Amigo de CAP, parásito chupa huesos del
extinto amo de funerarias, empresas aseguradoras y cementerios, Elías Vallés. Es
sabido que El Caupo jodió de lo lindo, siempre bien aliñado, en compañía de
este mecenas rechoncho y forrado de dineros proporcionados por la indetenible
industria de los muertos que no cesaban de ingresar a la Funeraria Vallés.

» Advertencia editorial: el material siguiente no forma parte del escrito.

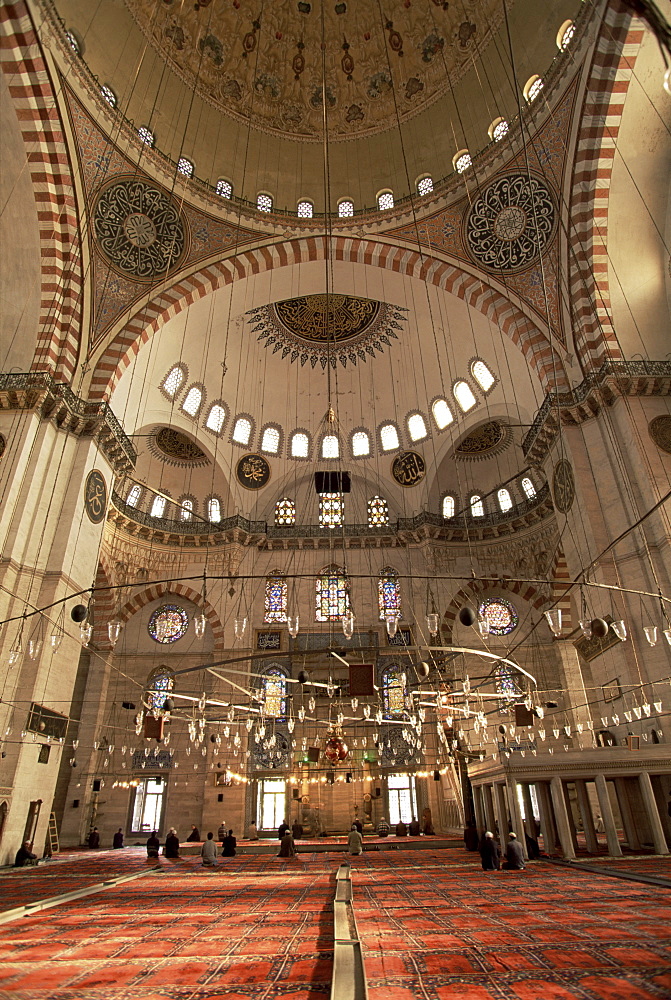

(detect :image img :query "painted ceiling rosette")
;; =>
[126,0,510,141]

Sus
amiguitos, entre ellos un personajito del arte que se hacía llamar El Príncipe
Negro (como alusión al petróleo); en son de burla, lo llamaban Elías Mebebes,
en lugar del Elías Mecenas que todos ellos, incluidos el Osuna y El Catire,
bajaban de la mula en medio de las risotadas y los malos chistes que nos dan
una idea de la pasión social que demostraban, en plena cuarta república, estos
especímenes sacados de la picaresca de todos los tiempos. Pasión por el boche y
el arrime, por la doble cara y la doble moral. Que si no sirve para hacer
revoluciones, hace las veces de efecto placebo, entre quienes gustan de
dormirse arrullados por el canto de semejantes sirenas destripadoras de
banquetes.
¿Con cuál ardid engatusarán a los
jóvenes, a los incautos y a los celestinos, que hacen vida en esta revolución
preñada de los peores adecos, los adecos rojos, los adecos chavistas?
Homenaje a uno de nuestros más destacados
vivalapepas. Histrión, patán y arrogante conferencista a quien nadie podía
seguirle el hilo de nada porque estaba poseído por la incongruencia radical.
Sus chácharas en público solían ser la mar de incoherencias, haciendo gala de una piratería ramplona, así como lo
han ratificado sus ilustres vástagos. Quienes se reunirán una vez más en La Casa
Nacional de las Letras para beber el ron Santa Teresa, festejar la poesía
verraca y burlarse una vez más del país, la revolución y los venezolanos.